Males older than 14, including her father, were rounded up and shipped off to forced-labor camps. "After he was captured, we never saw him again until after the war. We didn't know if he was alive or not," Mrs. Keuls said. "He spent the time building airstrips on several islands -- Flores, Lombok, Timor."
After Judge Reichenfeld was taken away, his wife, Anna, and the three children, Karin, 13, Ilse, 9, and Leod, 6, were left to contend with the invaders.
About two months later, the European women and children were told they were to be moved "to a better place."
"They told us to take only what we could carry and they would send the rest to us. Ha!" Mrs. Keuls said. "We had to leave all of our beautiful things, and we never saw anything of ours again.

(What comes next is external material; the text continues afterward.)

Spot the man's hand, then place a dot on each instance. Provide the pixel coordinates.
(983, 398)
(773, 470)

"They packed us into trucks and drove us to the railroad station where we were piled into cars with the windows closed and paper over them so we couldn't see out," she said, recalling the grueling journey to the camp. "We were two days and two nights with barely any food or water. It was too much trouble for them."
At the camp, the prisoners lived in barracks built of bamboo and slept on thin mats on beds like long tables, she said. "Water was very scarce, and we had to dig our own latrines, too," she said.

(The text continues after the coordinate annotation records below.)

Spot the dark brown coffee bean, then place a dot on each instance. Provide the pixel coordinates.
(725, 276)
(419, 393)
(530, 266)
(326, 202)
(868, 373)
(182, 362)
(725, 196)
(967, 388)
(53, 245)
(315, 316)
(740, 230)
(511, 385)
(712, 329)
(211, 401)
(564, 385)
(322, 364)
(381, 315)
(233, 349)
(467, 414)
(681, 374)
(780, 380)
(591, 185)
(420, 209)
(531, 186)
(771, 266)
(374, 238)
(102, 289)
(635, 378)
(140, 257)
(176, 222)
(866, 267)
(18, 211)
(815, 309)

Even though the prisoners were women and children, armed Japanese soldiers were everywhere, and they were very strict, she said.
"They were very hostile. They liked to shove the women around, but they weren't too bad [physically] with the children," Mrs. Keuls said. "Girls had to carry the heavy bags of rice, 40 or 50 pounds each."

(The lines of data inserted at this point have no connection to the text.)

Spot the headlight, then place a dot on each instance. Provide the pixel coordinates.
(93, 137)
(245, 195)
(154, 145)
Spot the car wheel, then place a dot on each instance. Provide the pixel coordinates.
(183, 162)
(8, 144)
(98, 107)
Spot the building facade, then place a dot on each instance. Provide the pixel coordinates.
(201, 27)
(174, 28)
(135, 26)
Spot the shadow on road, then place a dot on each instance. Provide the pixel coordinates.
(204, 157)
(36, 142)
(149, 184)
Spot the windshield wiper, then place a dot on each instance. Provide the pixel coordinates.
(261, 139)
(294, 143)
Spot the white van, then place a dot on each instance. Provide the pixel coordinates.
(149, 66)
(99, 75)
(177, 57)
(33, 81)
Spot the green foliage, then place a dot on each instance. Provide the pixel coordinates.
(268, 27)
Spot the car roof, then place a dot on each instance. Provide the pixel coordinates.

Freedom, through the Red Cross and British forces, arrived soon after Aug. 15, 1945, V-J Day, Mrs. Keuls recalled.
"We noticed the Japanese had left their posts, because in the morning they would raise their flag and sing their song, and one day they didn't do it," she said. One of the women crept out of camp and met some Indonesians who told her about the atomic bombing and Japan's capitulation.
"The Red Cross and the British showed up within a few days, and brought us food," she said. "We all got sick from eating too much. I never ate so many duck eggs before in my life. We were all so skinny.
"Thank God for the atomic bomb. I'm grateful for it because otherwise we might never have been freed."
The family learned that Judge Reichenfeld also had survived. When they were reunited, "that big, robust man was so skinny, a wreck," Mrs. Keuls said. "They had knocked his teeth out; they beat him up a lot. But we all survived, all five of us."
The family was repatriated to the Netherlands, where the children attended accelerated schools to catch up on their education. Once they had recovered, her parents and brother returned to Java, where her father was a judge for war-crimes cases. The girls remained in school in the Netherlands.
When she finally finished high school, she said, it was too late to continue her education.
"By the time I grew up, I was too old to go to school. I was 14 and in the third grade. I think I would have gone into nursing, but I never got a chance to go to college," Mrs. Keuls said.
It was in the Netherlands that she met her future husband, William Keuls, another Dutch-Javanese who had spent the war as a prisoner in a forced-labor camp. "I think he had a very rough time," Mrs. Keuls said. "He never wanted to talk about it."
Mr. Keuls made several voyages in the Dutch merchant marine before deciding on a career ashore. He got an office job with a shipping company in Baltimore and later became a checker on the docks. In 1953, the Keulses were married in the Netherlands, and Mrs. Keuls joined her husband in Baltimore in April 1954.
The Keulses had three sons, all of whom live in the Baltimore area. Mr. Keuls died in 1985 at 58. Mrs. Keuls' brother and sister live in the Netherlands.
Mrs. Keuls said that once her sons were in school, she went to work, first as a waitress at the old Hutzler's store in Towson and later at Towson State University, where she is a cashier.
Ilse and William Keuls made only one visit to Indonesia after the war, in 1979. "I saw my old house," she said. "It seemed very small."